Memories Will Never Fade
by Angga · June 13, 2014
Hello You…
Yes You…We’ve known each other for almost three years.
I still remember the first time we met at the training ground when I said “Who’s this? Japanese?” and you still don’t know how to speak Bahasa Indonesia and still relying on your English to communicate (laugh). Since you have a very long hair at that time, you always ended up with a pigtail. You still remember don’t you?

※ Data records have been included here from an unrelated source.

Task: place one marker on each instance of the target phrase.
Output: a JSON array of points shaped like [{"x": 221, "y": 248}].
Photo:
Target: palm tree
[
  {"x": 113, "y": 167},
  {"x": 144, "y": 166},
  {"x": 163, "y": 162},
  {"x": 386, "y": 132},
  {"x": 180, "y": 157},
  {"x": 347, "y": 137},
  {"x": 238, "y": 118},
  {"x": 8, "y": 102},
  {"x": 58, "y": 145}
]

I first thought you were a way too serious a person, hard to have some fun. Perhaps it was the language factor playing part.
But slowly but surely, I’m getting to understand that all you want is to become close to us, I know that you want to have more talk with us and that’s why you always try your best to understand what we were talking about and trying to speak Bahasa Indonesia fluently. And slowly but surely, I know that you are not that way too serious as a person. I can even say that you know how to get crazy, but that’s what makes us felt comfortable around you!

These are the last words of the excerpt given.